Making The Most out of an Index Fall4 min read
The stock market is like a roller coaster and comes with its fair share of ups and downs. Recently, we have witnessed quite a few fluctuations in the market due to inflation, global events, corporate developments, and banks collapsing.
As an investor, it’s essential to know how to deal with a falling market.
Let the numbers speak
Now, onto some data. Nifty 50 is down 10% from its 52-week high, but its constituents, on the other hand, are on average down 18%. Let’s have a look at the top 10 constituents of Nifty and how far they are down from their 52-week highs.
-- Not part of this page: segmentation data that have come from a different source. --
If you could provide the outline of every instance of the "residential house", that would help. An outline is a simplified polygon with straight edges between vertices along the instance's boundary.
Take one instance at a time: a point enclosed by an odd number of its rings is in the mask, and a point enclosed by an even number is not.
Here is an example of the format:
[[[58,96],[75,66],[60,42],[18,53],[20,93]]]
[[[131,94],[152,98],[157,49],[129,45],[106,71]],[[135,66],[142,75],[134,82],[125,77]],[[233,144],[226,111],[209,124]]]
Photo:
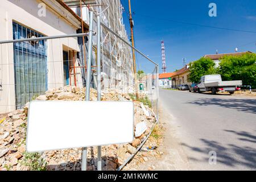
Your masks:
[[[172,77],[175,73],[160,73],[159,76],[159,84],[160,87],[171,88]]]
[[[247,52],[234,52],[234,53],[217,53],[215,55],[206,55],[204,57],[209,58],[212,60],[215,63],[215,67],[216,68],[220,66],[219,64],[220,63],[220,59],[225,56],[242,56],[245,55],[247,53],[252,53],[250,51]]]
[[[174,72],[172,77],[172,88],[177,88],[180,85],[191,85],[192,82],[189,81],[189,69],[188,65],[187,65]]]

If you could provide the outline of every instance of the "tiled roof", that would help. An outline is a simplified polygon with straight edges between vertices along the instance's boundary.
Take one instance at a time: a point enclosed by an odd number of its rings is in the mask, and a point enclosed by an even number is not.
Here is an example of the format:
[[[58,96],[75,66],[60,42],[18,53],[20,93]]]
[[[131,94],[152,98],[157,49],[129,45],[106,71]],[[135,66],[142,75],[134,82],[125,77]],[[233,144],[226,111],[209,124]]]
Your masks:
[[[166,78],[171,77],[174,76],[175,73],[160,73],[159,74],[159,79],[160,78]]]
[[[206,55],[204,56],[204,57],[208,57],[212,60],[218,60],[224,56],[242,56],[247,53],[251,53],[251,52],[247,51],[247,52],[234,52],[234,53],[220,53],[216,55]]]
[[[183,68],[182,68],[181,69],[179,69],[176,72],[174,72],[175,74],[173,75],[173,76],[182,74],[182,73],[185,73],[185,72],[187,72],[188,71],[189,71],[188,67],[187,66],[185,66]]]

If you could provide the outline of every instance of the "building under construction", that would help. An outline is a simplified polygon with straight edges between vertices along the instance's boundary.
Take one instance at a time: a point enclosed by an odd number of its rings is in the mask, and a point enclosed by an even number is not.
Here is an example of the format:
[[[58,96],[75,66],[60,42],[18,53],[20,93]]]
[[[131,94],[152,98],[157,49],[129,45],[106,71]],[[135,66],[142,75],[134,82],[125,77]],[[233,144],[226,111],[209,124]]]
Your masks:
[[[22,108],[35,96],[65,85],[97,87],[95,69],[101,61],[102,90],[134,90],[131,48],[101,28],[101,60],[97,60],[96,19],[126,42],[123,7],[119,0],[3,0],[0,7],[0,113]],[[93,27],[92,75],[86,80],[88,38],[62,38],[11,42],[86,33]],[[10,41],[9,41],[10,40]]]
[[[64,0],[64,2],[86,23],[89,24],[89,11],[100,14],[102,23],[110,27],[126,42],[129,42],[123,23],[123,9],[120,1]],[[96,32],[97,20],[96,16],[93,20],[93,31]],[[132,92],[134,86],[134,75],[130,47],[104,28],[101,28],[101,33],[102,89],[107,90],[114,89],[119,92]],[[95,38],[93,39],[93,67],[96,67],[97,64],[96,44]],[[87,45],[86,47],[87,47]],[[82,47],[81,49],[82,49]],[[80,58],[80,60],[82,60],[82,57]],[[94,84],[96,82],[96,76],[93,75],[91,82],[94,87],[97,86]]]

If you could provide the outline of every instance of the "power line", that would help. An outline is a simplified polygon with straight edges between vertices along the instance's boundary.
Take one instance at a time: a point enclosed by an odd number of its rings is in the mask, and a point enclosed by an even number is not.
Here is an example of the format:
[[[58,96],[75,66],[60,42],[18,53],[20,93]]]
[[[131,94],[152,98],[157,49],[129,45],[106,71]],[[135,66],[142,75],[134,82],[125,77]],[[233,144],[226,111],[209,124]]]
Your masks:
[[[247,32],[247,33],[254,33],[254,34],[256,33],[256,31],[247,31],[247,30],[244,30],[229,28],[224,28],[224,27],[218,27],[210,26],[208,26],[208,25],[204,25],[204,24],[196,24],[196,23],[178,21],[178,20],[172,20],[172,19],[163,19],[163,18],[156,18],[155,17],[144,15],[141,15],[141,14],[140,14],[140,15],[142,16],[152,18],[152,19],[155,19],[162,20],[164,20],[164,21],[172,22],[176,22],[176,23],[179,23],[190,24],[190,25],[196,26],[199,26],[199,27],[203,27],[212,28],[223,30],[243,32]]]

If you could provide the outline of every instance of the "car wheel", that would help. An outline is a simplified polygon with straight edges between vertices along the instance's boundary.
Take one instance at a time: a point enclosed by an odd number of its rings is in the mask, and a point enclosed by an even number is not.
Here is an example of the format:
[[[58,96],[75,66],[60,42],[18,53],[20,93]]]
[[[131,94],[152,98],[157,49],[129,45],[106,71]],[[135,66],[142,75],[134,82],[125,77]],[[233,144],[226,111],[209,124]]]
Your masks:
[[[214,88],[212,88],[210,91],[212,92],[212,94],[213,94],[213,95],[216,95],[217,93],[216,90]]]
[[[232,92],[229,92],[229,93],[230,94],[230,95],[233,94],[234,93],[234,91]]]

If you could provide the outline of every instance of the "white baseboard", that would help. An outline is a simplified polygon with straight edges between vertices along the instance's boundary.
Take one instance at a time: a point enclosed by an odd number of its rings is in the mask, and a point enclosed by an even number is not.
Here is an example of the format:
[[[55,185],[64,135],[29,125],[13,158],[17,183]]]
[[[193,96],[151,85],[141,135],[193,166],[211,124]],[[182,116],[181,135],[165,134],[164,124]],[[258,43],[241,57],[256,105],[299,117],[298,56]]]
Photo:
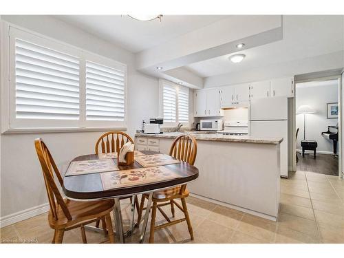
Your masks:
[[[297,149],[297,151],[299,151],[302,154],[302,149]],[[313,151],[305,151],[305,153],[313,153]],[[334,155],[332,151],[318,151],[316,150],[316,154],[329,154],[329,155]],[[337,153],[338,155],[338,153]]]
[[[21,222],[22,220],[28,219],[30,217],[46,213],[50,208],[50,207],[49,206],[49,203],[47,202],[35,207],[3,216],[0,218],[0,228],[3,228],[4,226],[9,226],[12,224]]]

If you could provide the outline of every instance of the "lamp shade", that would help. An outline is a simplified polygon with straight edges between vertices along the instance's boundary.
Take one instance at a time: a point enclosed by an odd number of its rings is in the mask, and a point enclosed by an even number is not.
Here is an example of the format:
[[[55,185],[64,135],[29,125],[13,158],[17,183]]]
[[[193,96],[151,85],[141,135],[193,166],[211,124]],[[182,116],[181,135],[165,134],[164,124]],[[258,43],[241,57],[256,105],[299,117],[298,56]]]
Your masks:
[[[316,113],[316,111],[309,105],[301,105],[297,110],[297,114],[310,114]]]

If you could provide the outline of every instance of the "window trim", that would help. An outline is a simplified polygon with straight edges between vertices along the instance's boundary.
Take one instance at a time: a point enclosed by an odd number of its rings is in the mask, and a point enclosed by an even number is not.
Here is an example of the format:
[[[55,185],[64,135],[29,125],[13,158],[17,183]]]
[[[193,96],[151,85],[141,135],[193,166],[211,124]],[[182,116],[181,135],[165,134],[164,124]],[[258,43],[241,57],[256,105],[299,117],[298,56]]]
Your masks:
[[[175,89],[177,89],[177,96],[176,96],[176,99],[175,99],[175,116],[176,116],[176,121],[175,122],[164,122],[164,124],[162,125],[163,127],[175,127],[179,122],[179,89],[181,87],[184,87],[187,89],[189,89],[189,122],[183,122],[182,124],[184,126],[186,127],[190,127],[190,125],[191,124],[191,116],[190,114],[190,110],[191,110],[191,92],[190,90],[190,88],[186,87],[186,86],[182,86],[182,85],[179,85],[176,83],[172,83],[169,80],[164,80],[164,79],[159,79],[159,116],[163,118],[164,117],[164,84],[168,85],[169,86],[173,87]]]
[[[79,120],[30,120],[30,123],[37,125],[35,127],[25,127],[26,124],[21,119],[13,118],[15,116],[15,69],[14,54],[15,52],[15,36],[23,35],[22,39],[43,47],[52,46],[52,49],[74,55],[79,58]],[[74,45],[60,41],[43,34],[23,28],[12,23],[0,21],[0,36],[1,56],[0,56],[1,69],[1,133],[32,133],[32,132],[61,132],[61,131],[90,131],[109,129],[127,130],[127,65],[108,58],[97,54],[85,50]],[[40,41],[40,42],[38,42]],[[57,47],[56,47],[57,46]],[[57,48],[56,48],[57,47]],[[123,70],[125,74],[125,119],[124,121],[86,121],[85,116],[85,61],[98,63],[100,65],[112,67]],[[59,125],[63,122],[63,126]]]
The average here is about 14%. So even the largest Nifty stocks, which contribute to 60% of the weight of Nifty, have on average fallen more than the Index.
Well, this is a clear demonstration of the benefits of diversification. Diversification is the only free lunch you are likely to get in life – and it’s most useful during tough times. The Nifty index has 50 stocks. While most stocks may be down at the moment, a lot of stocks are also doing well. This is how top performers in the Index cushion the downfall when the index has fallen and prevent a portfolio crisis.
But this also means that if and when markets recover, individual stocks would do much better than the index. Not all stocks will recover the same way, and so, as a portfolio, the Nifty Index might not recover as much as individual stocks.
The investor’s takeaway
Well, introducing the next free meal – rupee cost averaging. Diversification, and staying in the index helps in cushioning your portfolio, but also means that when things look up again, your diversified portfolio might not do so well. In this scenario, one should look at rupee cost averaging, or what we all know popularly as SIP.
Why choose SIPs?
SIPs are a great way to deal with market volatility. In fact, with SIPs, volatility is your friend, as you get opportunities to reduce your cost price. SIPs help you stay disciplined, and focused on your long-term goals, and tide over market volatility.
Stock SIPs are a great tool for you to double down on your favorite stocks. Do your research, identify the stocks you like, set up your SIP frequency and amount, and let the magic happen.
Obviously, one has to do the required research to figure out which stocks fit your risk-return appetite, but a crisis always provides an opportunity, and stocks SIPs are a reliable way of getting the most out of it.
And here’s some proof
Let’s see how this would’ve worked out in the current fall. Nifty’s closing high in the last year was on 1st December, at 18812.50. Let’s say you were terribly unlucky and invested a lump sum amount that day. As of closing on 16th March, your investment would’ve been down 9.7%.
Instead of investing a lump sum that day, if you had set up a monthly SIP, your average cost would’ve been 18019, and your investments would be down only 5.7%!
But instead of SIPping into the Index, what if you had SIPped into the top 10 Nifty stocks?? Well, with a monthly SIP in the top 10 stocks, your investments would be down only 4.7%, and in fact, your SIPs in L&T and ITC would’ve been positive!
The same story repeats with a weekly SIP. A weekly SIP into the index would mean a cost of 17916.6 and a loss of only 5.2%.
The same strategy into the top 10 stocks would mean a loss of only 4.3%.
That was, hopefully, a convincing demonstration of the power of SIP, and why sometimes, stock SIPs might be more useful than Index SIPs. Remember that when it comes to reacting to the index fall, one has to be analytical and farsighted. And you will go far.